After Babylon 5 ended in 1998, Straczynski (usually referred to simply by his
initials, "JMS") tried multiple times to bring a B5 movie to theaters. The most
recent attempt in 2004 came the closest, with a completed script and some
preproduction work underway, but without financial backing from Warner Bros.
the project had to be abandoned.

In the intervening years, JMS has worked on other projects in a variety of
media, including comics, television, and film; he shares a writing credit on
the film adaptation of World War Z, though not much from his draft made it to
the final Brad Pitt-produced film. The last time Babylon 5 appeared on a screen
of any sort was as 2007’s The Lost Tales, a direct-to-DVD project made up of
two episode-length vignettes set in the Babylon 5 universe after the end of the
main series.

According to JMS’s latest announcement, the new script will be targeted at a
2016 theatrical release and will be a reboot of the series rather than a
continuation. This is necessary for both dramatic and practical purposes—the
series was in regular production from 1994-1998, and the cast has simply aged
too far to credibly play themselves again during the series’ main timeline.
Additionally, several of the foundational cast members—Michael O’Hare, Andreas
Katsulas, Richard Biggs, and Jeff Conaway—have passed away.

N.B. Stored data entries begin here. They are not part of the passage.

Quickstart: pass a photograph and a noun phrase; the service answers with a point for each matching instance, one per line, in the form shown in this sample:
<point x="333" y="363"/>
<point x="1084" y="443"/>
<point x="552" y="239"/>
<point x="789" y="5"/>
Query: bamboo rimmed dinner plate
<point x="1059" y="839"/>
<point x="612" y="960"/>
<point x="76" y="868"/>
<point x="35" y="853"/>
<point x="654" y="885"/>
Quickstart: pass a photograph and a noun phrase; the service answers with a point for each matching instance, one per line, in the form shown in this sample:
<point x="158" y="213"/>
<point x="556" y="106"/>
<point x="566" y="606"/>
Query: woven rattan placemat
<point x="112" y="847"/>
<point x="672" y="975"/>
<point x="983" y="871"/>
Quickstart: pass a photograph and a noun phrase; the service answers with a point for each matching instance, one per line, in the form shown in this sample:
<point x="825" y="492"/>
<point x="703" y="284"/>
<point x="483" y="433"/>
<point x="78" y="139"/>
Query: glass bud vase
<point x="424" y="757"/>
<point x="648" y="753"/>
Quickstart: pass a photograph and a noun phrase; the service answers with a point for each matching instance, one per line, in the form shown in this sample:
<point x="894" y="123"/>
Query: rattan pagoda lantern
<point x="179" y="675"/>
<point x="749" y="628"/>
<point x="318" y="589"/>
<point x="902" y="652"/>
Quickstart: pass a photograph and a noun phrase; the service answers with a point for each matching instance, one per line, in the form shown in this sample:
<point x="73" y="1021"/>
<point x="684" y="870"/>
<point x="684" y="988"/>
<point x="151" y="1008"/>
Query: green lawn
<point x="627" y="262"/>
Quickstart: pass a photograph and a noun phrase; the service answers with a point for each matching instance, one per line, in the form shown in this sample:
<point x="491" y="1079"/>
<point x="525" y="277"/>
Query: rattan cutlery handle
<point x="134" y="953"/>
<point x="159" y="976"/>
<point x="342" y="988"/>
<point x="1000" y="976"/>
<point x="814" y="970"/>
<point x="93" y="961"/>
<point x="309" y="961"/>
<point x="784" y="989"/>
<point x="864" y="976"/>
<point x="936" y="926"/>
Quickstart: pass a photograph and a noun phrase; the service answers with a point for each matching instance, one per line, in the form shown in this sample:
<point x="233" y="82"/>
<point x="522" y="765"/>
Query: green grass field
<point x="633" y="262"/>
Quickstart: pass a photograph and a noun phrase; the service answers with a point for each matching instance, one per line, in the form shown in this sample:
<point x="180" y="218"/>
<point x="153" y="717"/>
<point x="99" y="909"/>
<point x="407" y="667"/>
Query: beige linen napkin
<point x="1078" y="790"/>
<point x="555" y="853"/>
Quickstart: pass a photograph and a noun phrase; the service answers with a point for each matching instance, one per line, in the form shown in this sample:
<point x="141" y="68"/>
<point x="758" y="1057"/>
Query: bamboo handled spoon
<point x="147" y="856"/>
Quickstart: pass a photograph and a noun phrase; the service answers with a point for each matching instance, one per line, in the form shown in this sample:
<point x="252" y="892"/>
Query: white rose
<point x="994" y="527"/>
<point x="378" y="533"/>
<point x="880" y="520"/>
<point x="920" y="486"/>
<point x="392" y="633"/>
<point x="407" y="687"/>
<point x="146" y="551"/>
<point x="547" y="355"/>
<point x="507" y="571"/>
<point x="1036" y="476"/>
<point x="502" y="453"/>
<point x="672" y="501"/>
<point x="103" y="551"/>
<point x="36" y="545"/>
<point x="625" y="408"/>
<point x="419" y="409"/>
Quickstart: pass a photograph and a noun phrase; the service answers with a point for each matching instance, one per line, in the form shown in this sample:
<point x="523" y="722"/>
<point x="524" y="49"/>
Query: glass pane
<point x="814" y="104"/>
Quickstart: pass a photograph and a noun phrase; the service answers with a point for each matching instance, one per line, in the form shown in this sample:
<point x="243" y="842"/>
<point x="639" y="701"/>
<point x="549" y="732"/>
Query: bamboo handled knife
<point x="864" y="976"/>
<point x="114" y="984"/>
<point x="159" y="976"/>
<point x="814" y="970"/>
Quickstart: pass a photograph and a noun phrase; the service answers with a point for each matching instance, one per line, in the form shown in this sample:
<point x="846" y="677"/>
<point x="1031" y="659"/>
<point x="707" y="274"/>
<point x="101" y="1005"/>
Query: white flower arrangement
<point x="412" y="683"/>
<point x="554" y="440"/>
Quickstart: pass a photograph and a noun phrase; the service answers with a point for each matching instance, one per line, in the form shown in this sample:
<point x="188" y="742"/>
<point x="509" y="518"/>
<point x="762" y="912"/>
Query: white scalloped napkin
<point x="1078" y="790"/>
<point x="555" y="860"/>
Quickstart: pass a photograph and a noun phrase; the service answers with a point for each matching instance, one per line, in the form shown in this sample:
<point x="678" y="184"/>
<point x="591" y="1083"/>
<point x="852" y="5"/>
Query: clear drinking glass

However, JMS reportedly said he would attempt to use the original cast members
in whatever ways he could, including potentially having series anchor Bruce
Boxleitner play the president of the Earth Alliance (though as B5 fans know,
exactly which president JMS is talking about would have a tremendous impact on
Boxleitner’s role).

The movie rights to the Babylon 5 property remain in JMS’s hands, but the
creator is hopeful that this time around, Warner Bros. will choose to finance
the film instead of passing on it. Nonetheless (at least according to TV Wise),
JMS is prepared to fund the movie through his own production company if
necessary—something that wasn’t a possibility ten years ago—suggesting that B5
will in fact come to the big screen at last.